Permission was given on the basis that 20 per cent of the homes – around 75 of them – would be affordable units for private rent, but now Curlew has come back to the council to say the scheme is not viable to deliver on that basis.

An independent auditor agrees, and blames rising construction costs, falling property values and higher interest rates.

Now, instead of building the affordable homes on the Harlequin site, Curlew will give the council up to £7.5 million to spend on building them elsewhere. It will pay £1 million when demolition begins, another £1 million when building starts and the rest later.

Cllr Diana Moore (Green, St Davids) said the development, which had been the first approved for co-living in the city, had been a ‘disaster’ for Exeter.

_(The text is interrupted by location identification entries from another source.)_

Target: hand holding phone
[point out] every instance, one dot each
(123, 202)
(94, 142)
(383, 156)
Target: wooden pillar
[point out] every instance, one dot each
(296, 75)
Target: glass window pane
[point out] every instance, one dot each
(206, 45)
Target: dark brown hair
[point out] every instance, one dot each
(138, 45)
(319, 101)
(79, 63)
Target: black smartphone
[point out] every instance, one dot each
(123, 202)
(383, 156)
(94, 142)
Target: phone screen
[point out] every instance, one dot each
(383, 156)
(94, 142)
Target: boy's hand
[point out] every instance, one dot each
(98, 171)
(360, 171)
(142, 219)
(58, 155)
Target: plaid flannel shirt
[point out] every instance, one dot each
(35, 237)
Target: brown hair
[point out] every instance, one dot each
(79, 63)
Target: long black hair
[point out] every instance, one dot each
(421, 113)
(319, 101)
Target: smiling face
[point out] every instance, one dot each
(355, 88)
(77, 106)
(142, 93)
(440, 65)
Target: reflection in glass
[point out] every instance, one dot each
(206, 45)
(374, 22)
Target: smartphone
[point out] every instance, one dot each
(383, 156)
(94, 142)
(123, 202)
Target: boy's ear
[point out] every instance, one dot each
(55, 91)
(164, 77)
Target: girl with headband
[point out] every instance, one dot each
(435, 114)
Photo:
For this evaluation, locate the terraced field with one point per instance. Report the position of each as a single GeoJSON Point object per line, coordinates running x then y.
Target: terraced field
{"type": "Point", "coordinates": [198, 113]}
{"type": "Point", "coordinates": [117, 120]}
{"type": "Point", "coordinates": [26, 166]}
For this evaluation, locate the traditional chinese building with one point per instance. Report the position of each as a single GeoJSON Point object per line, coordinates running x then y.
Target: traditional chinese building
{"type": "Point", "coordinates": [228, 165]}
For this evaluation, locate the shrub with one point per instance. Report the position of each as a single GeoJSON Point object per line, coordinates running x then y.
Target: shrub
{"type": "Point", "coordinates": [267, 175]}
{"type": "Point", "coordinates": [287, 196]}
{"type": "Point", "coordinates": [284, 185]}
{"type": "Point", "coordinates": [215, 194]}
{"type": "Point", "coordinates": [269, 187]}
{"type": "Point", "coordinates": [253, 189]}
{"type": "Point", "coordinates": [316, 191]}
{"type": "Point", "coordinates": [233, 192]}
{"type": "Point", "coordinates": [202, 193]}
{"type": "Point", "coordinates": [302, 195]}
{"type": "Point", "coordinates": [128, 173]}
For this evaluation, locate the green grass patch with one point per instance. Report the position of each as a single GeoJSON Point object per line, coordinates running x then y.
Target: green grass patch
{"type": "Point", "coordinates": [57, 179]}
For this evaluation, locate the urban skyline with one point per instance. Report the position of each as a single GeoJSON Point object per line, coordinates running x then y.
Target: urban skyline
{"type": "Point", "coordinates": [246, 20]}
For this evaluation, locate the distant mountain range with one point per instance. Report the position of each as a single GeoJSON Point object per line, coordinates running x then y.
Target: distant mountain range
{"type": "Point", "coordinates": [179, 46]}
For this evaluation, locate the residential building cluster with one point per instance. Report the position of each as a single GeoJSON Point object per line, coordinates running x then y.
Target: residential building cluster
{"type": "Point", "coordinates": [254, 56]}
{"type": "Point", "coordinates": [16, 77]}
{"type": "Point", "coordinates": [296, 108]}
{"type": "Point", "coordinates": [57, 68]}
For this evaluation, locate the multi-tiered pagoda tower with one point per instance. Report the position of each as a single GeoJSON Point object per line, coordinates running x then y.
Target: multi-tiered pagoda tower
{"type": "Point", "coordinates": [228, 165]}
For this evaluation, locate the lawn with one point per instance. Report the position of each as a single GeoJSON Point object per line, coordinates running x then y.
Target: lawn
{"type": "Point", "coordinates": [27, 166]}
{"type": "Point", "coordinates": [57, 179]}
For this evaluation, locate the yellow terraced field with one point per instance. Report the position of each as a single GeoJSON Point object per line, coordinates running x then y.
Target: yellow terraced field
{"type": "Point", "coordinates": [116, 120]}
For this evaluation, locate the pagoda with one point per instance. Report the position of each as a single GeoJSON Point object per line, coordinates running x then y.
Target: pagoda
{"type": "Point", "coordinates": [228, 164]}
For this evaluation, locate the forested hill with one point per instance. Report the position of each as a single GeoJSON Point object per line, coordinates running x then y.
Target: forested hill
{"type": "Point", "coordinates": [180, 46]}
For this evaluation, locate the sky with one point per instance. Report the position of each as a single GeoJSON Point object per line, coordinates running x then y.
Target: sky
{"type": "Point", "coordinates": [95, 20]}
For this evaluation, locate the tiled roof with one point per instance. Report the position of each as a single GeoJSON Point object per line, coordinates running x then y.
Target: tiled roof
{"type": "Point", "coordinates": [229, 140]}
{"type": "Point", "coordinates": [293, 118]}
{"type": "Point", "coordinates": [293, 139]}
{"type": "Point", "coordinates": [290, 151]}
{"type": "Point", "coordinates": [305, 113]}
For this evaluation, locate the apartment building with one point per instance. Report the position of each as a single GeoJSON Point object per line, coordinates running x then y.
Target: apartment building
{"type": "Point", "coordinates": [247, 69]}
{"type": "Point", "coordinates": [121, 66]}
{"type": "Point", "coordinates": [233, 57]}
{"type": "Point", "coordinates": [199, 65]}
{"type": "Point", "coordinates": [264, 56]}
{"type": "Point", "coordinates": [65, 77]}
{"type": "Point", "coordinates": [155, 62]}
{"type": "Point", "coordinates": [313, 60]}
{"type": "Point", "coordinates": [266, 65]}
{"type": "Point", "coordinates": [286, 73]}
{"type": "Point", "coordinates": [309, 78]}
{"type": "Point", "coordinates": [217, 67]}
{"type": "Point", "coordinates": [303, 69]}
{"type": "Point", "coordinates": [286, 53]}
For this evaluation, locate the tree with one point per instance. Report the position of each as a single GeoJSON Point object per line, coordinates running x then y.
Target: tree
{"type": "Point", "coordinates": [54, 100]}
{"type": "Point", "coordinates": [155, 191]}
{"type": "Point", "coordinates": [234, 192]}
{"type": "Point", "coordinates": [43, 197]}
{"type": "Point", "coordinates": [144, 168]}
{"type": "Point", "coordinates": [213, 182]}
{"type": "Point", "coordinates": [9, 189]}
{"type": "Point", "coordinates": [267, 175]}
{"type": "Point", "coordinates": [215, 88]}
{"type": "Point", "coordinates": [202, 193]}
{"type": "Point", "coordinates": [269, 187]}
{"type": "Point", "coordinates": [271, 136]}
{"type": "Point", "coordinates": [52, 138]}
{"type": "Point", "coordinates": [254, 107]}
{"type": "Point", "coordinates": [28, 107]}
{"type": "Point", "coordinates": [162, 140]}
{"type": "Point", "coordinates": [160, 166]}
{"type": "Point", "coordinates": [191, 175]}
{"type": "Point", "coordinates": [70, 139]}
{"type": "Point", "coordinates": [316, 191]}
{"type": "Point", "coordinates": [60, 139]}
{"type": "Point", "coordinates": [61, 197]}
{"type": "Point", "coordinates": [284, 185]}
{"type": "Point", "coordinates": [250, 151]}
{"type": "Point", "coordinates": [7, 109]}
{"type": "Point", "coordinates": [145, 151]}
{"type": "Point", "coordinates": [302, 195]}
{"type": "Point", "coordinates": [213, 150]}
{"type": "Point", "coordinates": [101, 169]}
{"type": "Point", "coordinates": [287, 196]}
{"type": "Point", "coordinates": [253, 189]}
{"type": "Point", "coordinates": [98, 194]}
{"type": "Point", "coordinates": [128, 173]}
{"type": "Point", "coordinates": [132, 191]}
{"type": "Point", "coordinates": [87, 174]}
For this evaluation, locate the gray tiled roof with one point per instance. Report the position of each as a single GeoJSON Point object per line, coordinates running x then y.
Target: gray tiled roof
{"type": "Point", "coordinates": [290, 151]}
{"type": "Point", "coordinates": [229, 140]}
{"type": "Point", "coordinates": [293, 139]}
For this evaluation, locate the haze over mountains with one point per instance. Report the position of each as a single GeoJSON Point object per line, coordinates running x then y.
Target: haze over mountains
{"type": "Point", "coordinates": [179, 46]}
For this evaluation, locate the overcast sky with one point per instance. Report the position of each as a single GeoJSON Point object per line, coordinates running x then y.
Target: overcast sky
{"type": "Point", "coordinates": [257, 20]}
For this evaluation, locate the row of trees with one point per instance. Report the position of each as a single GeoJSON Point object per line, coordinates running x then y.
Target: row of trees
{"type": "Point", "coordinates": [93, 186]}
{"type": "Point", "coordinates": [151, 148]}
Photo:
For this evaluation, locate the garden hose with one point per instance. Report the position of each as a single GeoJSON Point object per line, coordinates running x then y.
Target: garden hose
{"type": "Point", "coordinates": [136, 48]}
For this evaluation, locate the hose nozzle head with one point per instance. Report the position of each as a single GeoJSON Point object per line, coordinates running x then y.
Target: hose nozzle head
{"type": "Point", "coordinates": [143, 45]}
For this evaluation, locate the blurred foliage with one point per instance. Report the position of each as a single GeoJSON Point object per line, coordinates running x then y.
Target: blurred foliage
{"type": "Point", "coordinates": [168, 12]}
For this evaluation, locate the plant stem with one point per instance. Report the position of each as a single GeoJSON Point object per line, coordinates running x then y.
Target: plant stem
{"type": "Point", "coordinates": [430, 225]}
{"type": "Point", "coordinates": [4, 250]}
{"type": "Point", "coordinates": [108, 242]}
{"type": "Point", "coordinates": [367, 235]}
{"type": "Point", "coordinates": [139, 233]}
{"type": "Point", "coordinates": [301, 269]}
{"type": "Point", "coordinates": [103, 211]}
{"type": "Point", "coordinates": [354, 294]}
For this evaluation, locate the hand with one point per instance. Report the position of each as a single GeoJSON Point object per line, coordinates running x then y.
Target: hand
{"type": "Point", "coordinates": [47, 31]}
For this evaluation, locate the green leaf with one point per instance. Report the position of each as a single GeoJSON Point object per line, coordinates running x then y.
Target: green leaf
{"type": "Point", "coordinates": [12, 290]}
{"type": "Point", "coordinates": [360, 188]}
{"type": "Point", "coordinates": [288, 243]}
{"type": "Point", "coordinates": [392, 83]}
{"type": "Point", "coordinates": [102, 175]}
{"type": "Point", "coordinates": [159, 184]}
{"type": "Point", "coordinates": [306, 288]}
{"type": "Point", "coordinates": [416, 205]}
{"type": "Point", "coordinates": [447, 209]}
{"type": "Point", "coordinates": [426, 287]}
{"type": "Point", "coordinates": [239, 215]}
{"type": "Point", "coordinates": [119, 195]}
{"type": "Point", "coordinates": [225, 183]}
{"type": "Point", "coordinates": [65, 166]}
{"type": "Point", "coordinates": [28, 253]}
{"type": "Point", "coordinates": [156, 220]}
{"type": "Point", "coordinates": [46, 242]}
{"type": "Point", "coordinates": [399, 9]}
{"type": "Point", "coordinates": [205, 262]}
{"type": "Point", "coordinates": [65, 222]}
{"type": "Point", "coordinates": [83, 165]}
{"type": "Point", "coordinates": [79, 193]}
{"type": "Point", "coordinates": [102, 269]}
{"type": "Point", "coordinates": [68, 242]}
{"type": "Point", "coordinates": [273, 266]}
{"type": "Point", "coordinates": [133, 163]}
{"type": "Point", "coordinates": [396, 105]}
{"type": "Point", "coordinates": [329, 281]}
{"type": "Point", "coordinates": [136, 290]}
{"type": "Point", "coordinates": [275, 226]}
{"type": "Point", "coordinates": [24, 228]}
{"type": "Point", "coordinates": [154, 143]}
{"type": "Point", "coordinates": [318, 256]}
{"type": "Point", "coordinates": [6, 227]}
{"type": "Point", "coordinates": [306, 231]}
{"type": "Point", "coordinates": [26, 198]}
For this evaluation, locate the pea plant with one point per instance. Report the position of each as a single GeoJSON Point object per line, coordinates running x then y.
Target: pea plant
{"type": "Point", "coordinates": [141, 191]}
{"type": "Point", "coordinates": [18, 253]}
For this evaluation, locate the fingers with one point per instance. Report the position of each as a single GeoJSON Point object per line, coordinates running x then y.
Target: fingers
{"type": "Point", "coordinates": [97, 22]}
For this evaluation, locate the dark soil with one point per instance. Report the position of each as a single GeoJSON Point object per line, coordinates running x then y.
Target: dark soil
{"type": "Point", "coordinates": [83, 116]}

She went on: “In 2021 it was seen as an important landmark, and the affordable housing element was a really crucial part of the approval. At the time, key workers were being lauded for their role during the pandemic – how things change!

“Now the options for single young people are dwindling and expensive. If we have the courage to say no to this, a better scheme may result.”

And Cllr Michael Mitchell (Lib Dem, Duryard and St James) added: “This is almost a get-out-of-jail-free card for the developer.

“We have no guarantee that this developer is going to carry this development forward. By agreeing this, we are making it a more attractive site to sell on to somebody else.”

No representative from the developers spoke at the meeting.